Schon seit einiger Zeit inkraftgetreten, hat das Allgemeine Gleichbehandlungsgesetz (AGG) laut seiner Urheber und Anhänger-Organisationen angeblich noch keine Klagewelle hervorgerufen. Es zeigt sich jedoch erst allmählich, wie weit das Gesetz in die Selbstbestimmung der Menschen eingreift: In Hannover zum Beispiel klagt ein Türke, der mehrmals am Diskothekeneingang abgewiesen worden ist, gegen die Betreiber.
Hannovers „Ordnungsdezernent“ Marc Hansmann, eine Art Blockwart der DDR, begrüßt die Klage. Die Verwaltung werde bei erfolgreicher Klage die entsprechenden Diskotheken schließen. Die „Antidiskriminierungsstelle“ steht dem Kläger beratend zur Seite, man wolle am liebsten Testpersonen losschicken, um Gästen den Zugang zu erzwingen. Wenn man schon keine Klagewelle zu verzeichnen hat, dann hilft man eben nach.
Ratsfrau Ingrid Wagemann, natürlich von den Grünen, möchte die Gastwirte noch stärker terrorisieren: Flugblätter sollen vor den Discotheken vertrieben werden, um die meist südländischen Betroffenen als Kläger anzuwerben.

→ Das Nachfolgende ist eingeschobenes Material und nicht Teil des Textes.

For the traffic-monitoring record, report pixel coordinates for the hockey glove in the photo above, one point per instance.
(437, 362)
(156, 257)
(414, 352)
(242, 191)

Zu einem Unterstützerkreis für ihre Aktion sollen die üblichen, geneigten Kreise eingeladen werden: Kirche und DGB. Der Terror gegen Deutsche erreicht beständig neue Dimensionen, der Kampf um unsere Freiheit spitzt sich zu.
(Gastbeitrag von Frank, Quelle: Hannoversche Allgemeine Zeitung v. 26.08.2008)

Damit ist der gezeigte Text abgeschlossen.